On the Spot: Moving On with MoveOn

Election '04

The waiting list was long; only a lucky 60 people found their way to this San Francisco location on Sunday, Nov. 21. With a friend in common – the progressive online organization MoveOn.org – conversation came easily; they converged on the San Francisco loft, trading names and stories on their way up the stairs. While some had brought their own chairs or stood by the food, most people sat on the floor. Around the country, over 18,000 people were meeting at 1,500 parties like this one, designed to help MoveOn.org decide on its next priorities and strategies.

MoveOn mobilized hundreds of thousands of frustrated people before the Nov. 2 election. They made phone calls to swing states, educated themselves with progressive media, raised over $50 million for John Kerry and local candidates, and sent over 70,000 volunteers into the swing states. Because the organization was particularly vocal in the last month leading up the election, their silence in the days that followed after election day left some of their members feeling lost. Where was the group that had helped them turn outrage into action? In an interview with KGO radio, Joan Blades, MoveOn's co-founder, said "The day after the election we were deluged with emails from members saying 'Thank you, this was wonderful, what next?'"

After dealing with their own sense of electoral loss and recognizing some of the smaller victories from election day, the staff at MoveOn realized that they didn't know what was next. They had some ideas, but, as the staff wrote in a collective email to supporters, "we agreed that we couldn't move forward with anything until we heard from you."

In the San Francisco loft, people jumped at the chance to talk about possible future strategies. After three weeks of grieving, they were ready to talk about action. "MoveOn was one of the most effective groups before the election," said Marilyn McNeal, a young digital media teacher and singer. "We need to figure out how they can continue to be effective now that the election is over.

"We have to find our own Karl Rove," said a woman in a Greenpeace T-shirt. "We need to be as ruthless as they are."

"I don't think we can do anything until we listen to people in the red states," said a blond woman who originally hailed from the Midwest. "I'm a Christian progressive activist and I get so frustrated with Christians, and with activists who won't listen to each other."

For two hours, the ideas flew back and forth: from creating an activist version of Craigslist.org to a mass exodus into the center of the country, from winning back Congress, to supporting a think tank that could identify new progressive leaders.

By the end of the two hours of talk, the diverse group had come to a surprisingly unified sense of agreement: progressives need a uniform vision to counteract the conservative triad of god, guns, and gays. "It infuriates me that Bush has hijacked the idea of morality," said an African American woman with neat braids. "We need to have a message that is simple, clear and focused."

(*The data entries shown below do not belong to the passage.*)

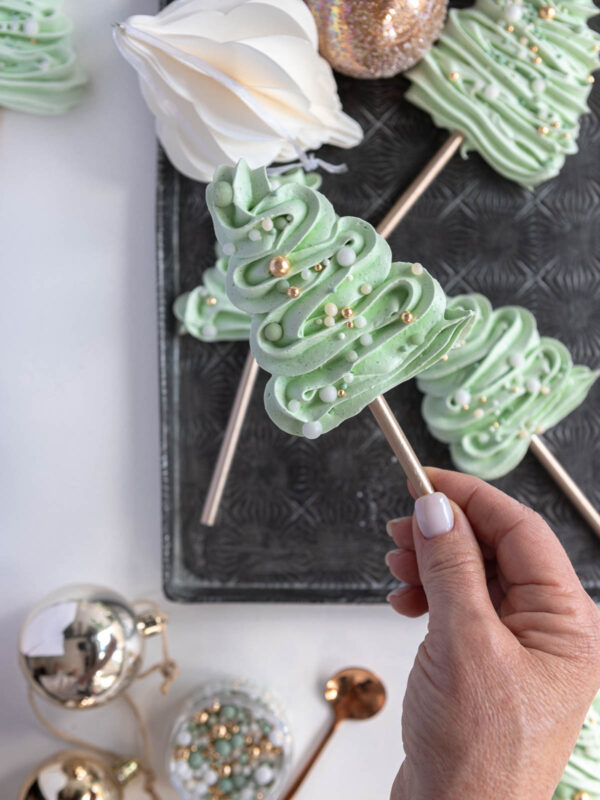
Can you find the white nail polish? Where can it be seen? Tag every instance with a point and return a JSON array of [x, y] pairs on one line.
[[434, 515]]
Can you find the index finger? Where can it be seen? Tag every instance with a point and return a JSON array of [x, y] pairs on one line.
[[527, 550]]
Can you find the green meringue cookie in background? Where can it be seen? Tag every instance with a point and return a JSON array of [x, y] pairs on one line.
[[582, 773], [503, 385], [39, 72], [206, 312], [514, 79], [342, 324]]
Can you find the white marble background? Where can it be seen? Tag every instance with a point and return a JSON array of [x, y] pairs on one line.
[[79, 455]]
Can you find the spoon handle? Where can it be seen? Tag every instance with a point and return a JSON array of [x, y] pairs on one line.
[[291, 793]]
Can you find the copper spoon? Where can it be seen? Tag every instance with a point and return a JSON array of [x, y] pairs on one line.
[[354, 693]]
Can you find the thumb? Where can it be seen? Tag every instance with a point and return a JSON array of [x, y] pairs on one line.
[[449, 558]]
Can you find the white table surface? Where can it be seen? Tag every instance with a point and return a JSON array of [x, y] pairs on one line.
[[80, 445]]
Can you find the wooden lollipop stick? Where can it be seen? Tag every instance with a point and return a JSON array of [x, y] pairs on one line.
[[401, 446], [230, 440], [566, 483]]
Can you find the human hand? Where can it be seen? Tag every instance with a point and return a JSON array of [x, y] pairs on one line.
[[511, 660]]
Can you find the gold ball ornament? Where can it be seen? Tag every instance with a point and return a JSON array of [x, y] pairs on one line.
[[78, 775], [83, 645], [376, 38], [279, 266]]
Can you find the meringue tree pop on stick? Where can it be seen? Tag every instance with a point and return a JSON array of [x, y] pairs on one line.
[[39, 72], [509, 80], [333, 319], [492, 398]]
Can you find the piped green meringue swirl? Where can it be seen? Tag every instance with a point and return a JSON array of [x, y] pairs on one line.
[[582, 773], [345, 323], [513, 78], [503, 385], [38, 69], [206, 312]]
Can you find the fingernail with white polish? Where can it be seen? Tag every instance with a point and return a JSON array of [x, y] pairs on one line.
[[434, 515]]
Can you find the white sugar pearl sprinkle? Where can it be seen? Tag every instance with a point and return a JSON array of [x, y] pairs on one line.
[[312, 430], [328, 394], [346, 256]]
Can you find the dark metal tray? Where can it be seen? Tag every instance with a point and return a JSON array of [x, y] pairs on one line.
[[304, 520]]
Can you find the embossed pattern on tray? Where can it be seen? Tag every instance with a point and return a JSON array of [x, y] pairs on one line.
[[304, 520]]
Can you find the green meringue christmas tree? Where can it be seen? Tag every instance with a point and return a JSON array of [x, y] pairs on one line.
[[39, 72], [505, 385], [333, 319], [513, 77]]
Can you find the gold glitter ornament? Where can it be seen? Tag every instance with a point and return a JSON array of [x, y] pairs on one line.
[[376, 38]]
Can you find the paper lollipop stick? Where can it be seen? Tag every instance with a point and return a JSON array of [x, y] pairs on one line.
[[243, 394], [334, 320], [492, 398]]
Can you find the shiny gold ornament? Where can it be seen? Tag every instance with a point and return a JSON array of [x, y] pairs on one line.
[[376, 38], [279, 266], [82, 645], [78, 775]]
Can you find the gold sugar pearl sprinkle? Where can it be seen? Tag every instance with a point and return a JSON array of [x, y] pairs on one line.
[[279, 266]]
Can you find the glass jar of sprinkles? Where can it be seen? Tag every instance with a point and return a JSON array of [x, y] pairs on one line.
[[231, 742]]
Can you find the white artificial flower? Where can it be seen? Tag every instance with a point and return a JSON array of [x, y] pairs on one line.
[[231, 79]]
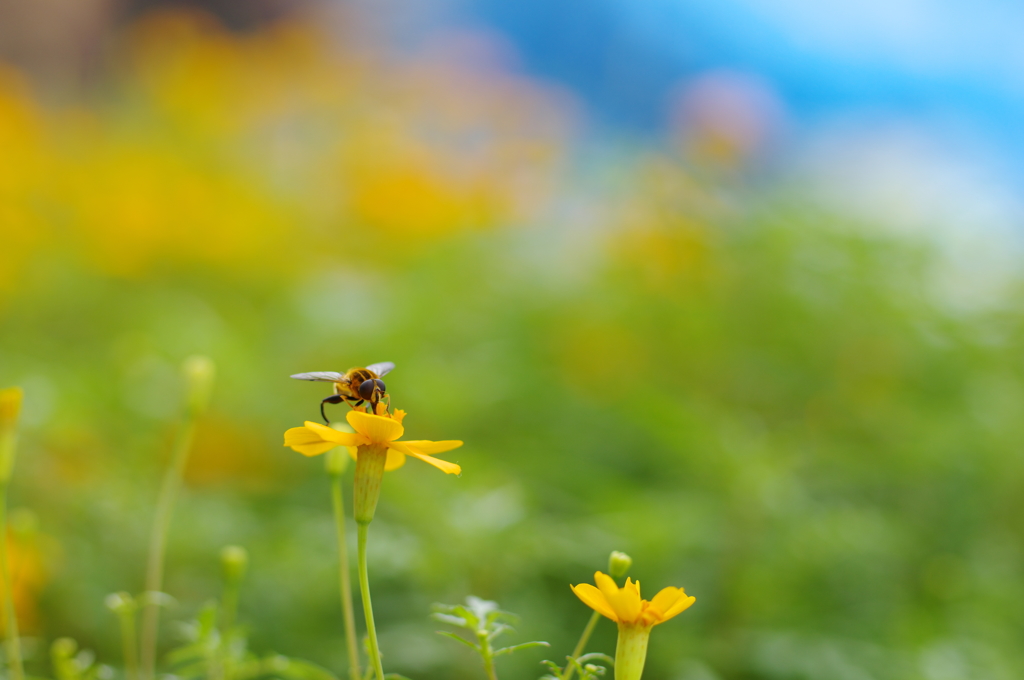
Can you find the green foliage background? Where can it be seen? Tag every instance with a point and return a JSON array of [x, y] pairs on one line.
[[769, 405]]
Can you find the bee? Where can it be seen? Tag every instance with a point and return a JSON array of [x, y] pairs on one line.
[[354, 387]]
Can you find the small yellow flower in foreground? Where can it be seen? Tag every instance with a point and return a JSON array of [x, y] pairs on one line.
[[635, 617], [384, 430]]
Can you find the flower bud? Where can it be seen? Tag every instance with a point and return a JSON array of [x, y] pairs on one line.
[[10, 407], [199, 372], [235, 561], [631, 650], [619, 564]]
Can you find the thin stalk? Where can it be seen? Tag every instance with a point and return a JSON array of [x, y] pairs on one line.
[[368, 609], [13, 642], [158, 542], [345, 580], [229, 608], [487, 656], [582, 644], [129, 642]]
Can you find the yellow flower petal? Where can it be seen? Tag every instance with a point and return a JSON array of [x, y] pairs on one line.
[[626, 601], [425, 447], [443, 466], [377, 428], [337, 436], [306, 441], [593, 598], [665, 600], [682, 604]]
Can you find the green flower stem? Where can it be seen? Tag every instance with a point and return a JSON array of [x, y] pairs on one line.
[[129, 641], [345, 580], [368, 608], [158, 542], [487, 655], [631, 650], [13, 642], [229, 610], [582, 644]]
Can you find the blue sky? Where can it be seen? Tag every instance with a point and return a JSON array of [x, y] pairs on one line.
[[937, 60]]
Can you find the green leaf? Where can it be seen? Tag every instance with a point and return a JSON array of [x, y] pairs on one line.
[[458, 638], [517, 647], [296, 669]]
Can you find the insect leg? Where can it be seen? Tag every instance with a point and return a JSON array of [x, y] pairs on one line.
[[334, 398]]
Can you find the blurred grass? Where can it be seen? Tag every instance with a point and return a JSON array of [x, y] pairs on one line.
[[760, 401]]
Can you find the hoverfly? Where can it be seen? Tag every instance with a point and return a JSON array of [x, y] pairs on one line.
[[354, 386]]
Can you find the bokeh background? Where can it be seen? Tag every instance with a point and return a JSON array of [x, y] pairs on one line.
[[733, 287]]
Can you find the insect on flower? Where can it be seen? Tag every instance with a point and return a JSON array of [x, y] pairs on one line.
[[354, 387]]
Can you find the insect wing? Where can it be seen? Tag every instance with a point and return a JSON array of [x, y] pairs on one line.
[[323, 376], [381, 369]]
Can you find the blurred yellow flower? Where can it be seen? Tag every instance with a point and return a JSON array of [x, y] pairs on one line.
[[313, 439]]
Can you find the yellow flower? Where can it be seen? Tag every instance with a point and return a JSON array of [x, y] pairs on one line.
[[313, 438], [624, 605], [634, 614], [10, 407]]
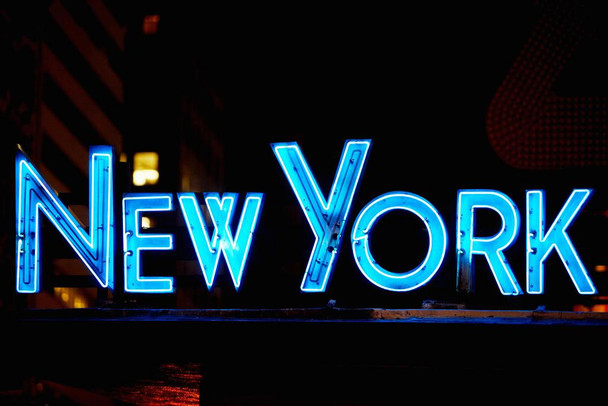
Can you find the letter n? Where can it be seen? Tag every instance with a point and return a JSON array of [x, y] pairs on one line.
[[95, 247]]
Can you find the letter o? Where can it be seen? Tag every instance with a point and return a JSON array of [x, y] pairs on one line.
[[367, 218]]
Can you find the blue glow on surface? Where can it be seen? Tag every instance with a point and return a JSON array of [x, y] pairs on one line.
[[467, 244], [325, 217], [134, 242], [208, 248], [540, 244], [34, 195], [367, 218]]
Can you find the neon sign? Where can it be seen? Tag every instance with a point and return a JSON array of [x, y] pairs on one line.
[[327, 217]]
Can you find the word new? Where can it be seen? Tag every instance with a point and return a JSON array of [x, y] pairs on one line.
[[326, 216]]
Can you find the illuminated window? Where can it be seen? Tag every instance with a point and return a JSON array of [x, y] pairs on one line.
[[150, 25], [146, 222], [71, 298], [145, 168]]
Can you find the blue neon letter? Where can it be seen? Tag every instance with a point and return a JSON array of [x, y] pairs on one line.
[[366, 220], [326, 217], [95, 247], [134, 242], [208, 249], [540, 244], [467, 244]]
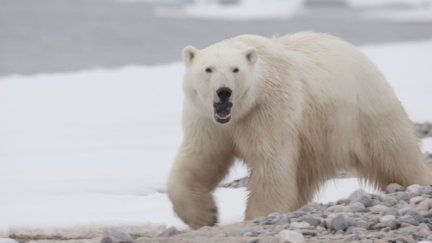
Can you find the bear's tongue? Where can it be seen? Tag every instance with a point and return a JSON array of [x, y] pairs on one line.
[[222, 111]]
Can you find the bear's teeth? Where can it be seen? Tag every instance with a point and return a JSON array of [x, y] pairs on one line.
[[223, 117]]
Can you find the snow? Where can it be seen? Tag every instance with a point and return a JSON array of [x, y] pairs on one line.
[[96, 146], [238, 10], [384, 3], [427, 145], [395, 10]]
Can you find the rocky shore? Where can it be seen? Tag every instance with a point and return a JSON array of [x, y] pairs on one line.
[[396, 215]]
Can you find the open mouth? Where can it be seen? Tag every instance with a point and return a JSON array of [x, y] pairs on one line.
[[222, 112]]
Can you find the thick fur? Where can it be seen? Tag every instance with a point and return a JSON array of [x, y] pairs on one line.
[[304, 106]]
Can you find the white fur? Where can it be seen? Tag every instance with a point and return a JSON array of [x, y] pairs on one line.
[[304, 106]]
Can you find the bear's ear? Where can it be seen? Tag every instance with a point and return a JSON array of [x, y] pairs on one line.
[[189, 53], [251, 55]]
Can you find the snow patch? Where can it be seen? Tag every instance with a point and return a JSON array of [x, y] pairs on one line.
[[237, 10]]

The question turned to how to communicate that message. People had a variety of ideas, from running for Congress to creating a sister city project between urban progressive area and smaller predominantly conservative cities and towns. The sister city project could support activists working in progressively isolated areas as well as possibly begin letter writing communication between conservatives and progressives who may have similar daily life concerns but come to politically different conclusions. Everyone in this country has concerns about wages, about health care, about the war, focusing on these similarities first could help build connections that could later bring about political change.

By the end of the evening, the conversation turned to MoveOn itself and how it could build on these ideas. Many people wanted it to being doing more and doing it more locally. But MoveOn had been so successful partly because so many people were willing to put aside their specific agendas and issues and focus on electing progressive candidates. Can an organization that had been successful in part because of the unification of so many different ideas keep that energy and unity going without a specific election to work towards?

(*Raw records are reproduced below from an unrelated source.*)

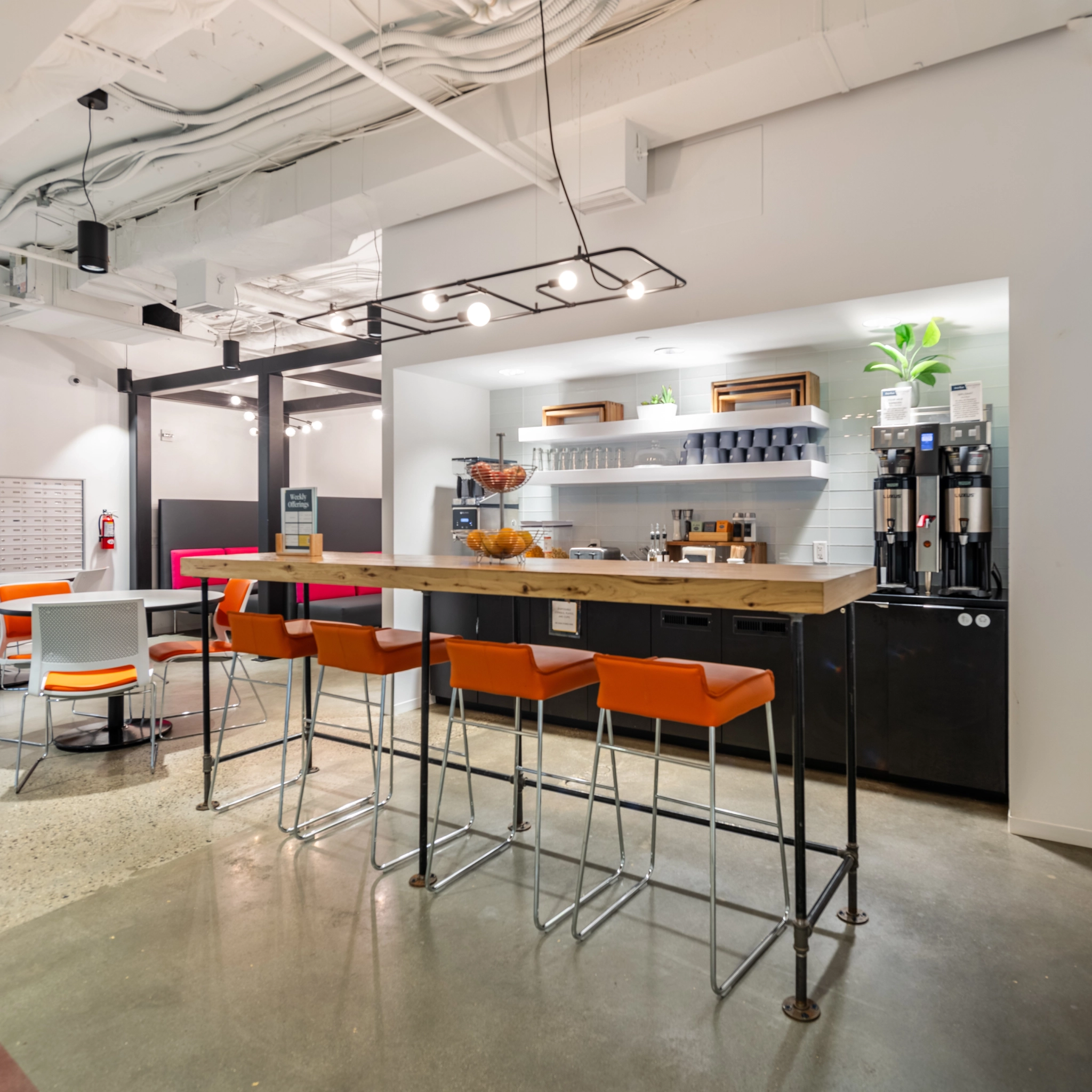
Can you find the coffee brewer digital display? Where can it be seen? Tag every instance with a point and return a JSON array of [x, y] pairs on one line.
[[968, 525], [932, 508]]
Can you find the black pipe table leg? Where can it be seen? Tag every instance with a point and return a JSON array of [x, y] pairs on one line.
[[206, 703], [851, 914], [426, 635], [800, 1006]]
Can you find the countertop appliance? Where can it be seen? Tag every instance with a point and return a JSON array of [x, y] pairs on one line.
[[596, 554]]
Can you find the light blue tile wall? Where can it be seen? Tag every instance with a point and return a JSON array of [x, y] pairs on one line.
[[791, 515]]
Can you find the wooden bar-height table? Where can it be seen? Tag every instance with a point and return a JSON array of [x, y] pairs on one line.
[[795, 590]]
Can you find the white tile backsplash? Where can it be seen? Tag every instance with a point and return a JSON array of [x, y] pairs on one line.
[[791, 515]]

The final task of the evening at all 1,500 house parties was to vote on their top three recommendations for strategies MoveOn should pursue and then to send them all to the MoveOn staff to process and report back. It wasn't clear whether MoveOn would abide by a majority vote from its members, if there even was one clear winner, or if it would just take all that feedback into consideration when figuring out their next move. At the loft in San Francisco, the top strategy vote-getter was clear – create a progressive vision. It was also clear what strategy was least popular: the idea of moving more into the center. "Any more to the center, and we'll be the right wing," said one woman, a former candidate for the Board of Supervisors in Marin, shaking her head when the idea was raised. "We've tried that," added a financial broker. "And it was a total failure."

"My friends say MoveOn.org is the Wal-Mart of activism," said Camila Aguilar, an activist and the host of the San Francisco loft party. "But I think of MoveOn as my public relations company. They brought everyone out here tonight." MoveOn has proved its ability to gather people and get them energized. The challenge will be to get them organized to do something and to figure out what that is before the energy dissipates. In this loft in San Francisco, under the shadows of beautiful green trees in a room filled with life and energy, people were filled with both ideas and an almost restless need to begin the next project. "If MoveOn can't do it," one activist shrugged, "we'll do it without them. We'll just move on."